Suivant l’avis favorable du rapporteur spécial, la Commission adopte les crédits du compte d’affectation spéciale Participations financières de l’État, puis ceux du compte de concours financiers Avances à divers services de l’État ou organismes gérant des services publics.

M. Jean-Louis Dumont, président. Nous comptons donc sur vous, monsieur le rapporteur spécial, pour rappeler aux chefs d’entreprises qui se succèdent qu’ils ne doivent pas abandonner nos territoires.

Au cours de sa réunion du 24 octobre 2011, à 17 heures, la Commission adopte, conformément à l’avis favorable du Rapporteur spécial, les crédits des comptes spéciaux Participations financières de l’État et Avances à divers services de l’État ou organismes gérant les services publics.

ANNEXE : AUDITIONS RÉALISÉES PAR LE RAPPORTEUR SPÉCIAL

– 7 septembre 2011 : M. François-Michel Gonnot, président du conseil d’administration de l’Agence nationale pour la gestion des déchets radioactifs (ANDRA), Mme Marie-Claude Dupuis, directrice générale, M. Thibaud Labalette, directeur des programmes

– 13 septembre 2011 : M. Jean-Dominique Comolli, commissaire aux participations de l’État, directeur général de l’Agence des participations de l’État (APE), Mme Astrid Milsan, sous-directrice, M. Élie Beauroy, secrétaire général

– 14 septembre 2011 : Mme Nathalie Kosciusko Morizet, ministre de l’Écologie, du développement durable, des transports et du logement

– 21 septembre 2011 : M. Éric Besson, ministre auprès du ministre de l’Économie, des finances et de l’industrie, chargé de l’Industrie, de l’énergie et de l’économie numérique

– 27 septembre 2011 : M. Bruno Bensasson, directeur de la stratégie et du développement durable de GDF-Suez, M. Henri Ducre, directeur général adjoint, directeur de la branche Énergie France, M. Éric Heitz, délégué aux relations avec le Parlement, direction des relations institutionnelles

– 4 octobre 2011 : M. Jean-Yves Gilet, directeur général du fonds stratégique d’investissement (FSI), M. Jean-Baptiste Marin-Lamellet, responsable des affaires publiques

– 18 octobre 2011 : M. Thomas Piquemal, directeur financier d’EDF,
M. Gérard Trouvé, directeur des affaires publiques

– 19 octobre 2011 : M. Jacques Gérault, directeur des affaires publiques d’Areva

Le Rapporteur spécial a également réalisé un contrôle sur pièces et sur place à l’Agence des participations de l’État le 4 octobre 2011.

© Assemblée nationale

1 () 10,2 % en direct et 73 % via le commissariat à l’énergie atomique (CEA).

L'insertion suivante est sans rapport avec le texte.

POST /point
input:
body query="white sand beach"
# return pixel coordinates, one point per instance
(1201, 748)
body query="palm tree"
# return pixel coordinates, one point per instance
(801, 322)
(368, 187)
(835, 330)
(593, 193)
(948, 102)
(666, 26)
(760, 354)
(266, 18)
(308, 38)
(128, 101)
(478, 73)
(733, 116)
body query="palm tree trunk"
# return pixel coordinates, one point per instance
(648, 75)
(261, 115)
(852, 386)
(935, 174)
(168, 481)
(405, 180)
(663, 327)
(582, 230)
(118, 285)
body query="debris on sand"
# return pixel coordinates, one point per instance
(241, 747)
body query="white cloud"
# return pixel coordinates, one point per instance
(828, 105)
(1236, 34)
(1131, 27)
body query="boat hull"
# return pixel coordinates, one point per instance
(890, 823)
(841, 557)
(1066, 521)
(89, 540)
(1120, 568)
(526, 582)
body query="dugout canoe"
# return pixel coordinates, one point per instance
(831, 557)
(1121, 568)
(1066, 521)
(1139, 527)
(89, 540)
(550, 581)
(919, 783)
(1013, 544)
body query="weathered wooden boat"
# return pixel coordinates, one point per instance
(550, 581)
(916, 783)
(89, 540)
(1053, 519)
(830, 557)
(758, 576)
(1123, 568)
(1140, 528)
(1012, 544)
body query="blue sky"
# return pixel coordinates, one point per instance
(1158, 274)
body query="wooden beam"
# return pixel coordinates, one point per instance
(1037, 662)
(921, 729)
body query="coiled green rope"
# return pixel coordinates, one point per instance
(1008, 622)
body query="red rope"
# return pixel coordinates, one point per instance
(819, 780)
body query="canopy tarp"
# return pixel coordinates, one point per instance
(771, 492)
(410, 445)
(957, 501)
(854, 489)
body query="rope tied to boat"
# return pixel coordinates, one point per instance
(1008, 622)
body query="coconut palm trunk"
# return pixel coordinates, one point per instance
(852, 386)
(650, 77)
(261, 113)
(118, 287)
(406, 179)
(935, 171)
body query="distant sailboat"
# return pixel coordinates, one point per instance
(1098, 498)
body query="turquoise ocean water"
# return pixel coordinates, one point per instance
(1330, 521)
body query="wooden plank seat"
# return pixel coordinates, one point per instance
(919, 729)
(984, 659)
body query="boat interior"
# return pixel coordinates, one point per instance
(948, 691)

2 () Rappelons également que l’article 24 de la loi n° 2004-803 du 9 août 2004 relative au service public de l'électricité et du gaz et aux entreprises électriques et gazières prévoit que la participation de l’État ne peut être inférieure à 70 % du capital.

3 () Sur le déséquilibre financier du budget annexe, voir le rapport spécial n° 15 de M. Charles de Courson.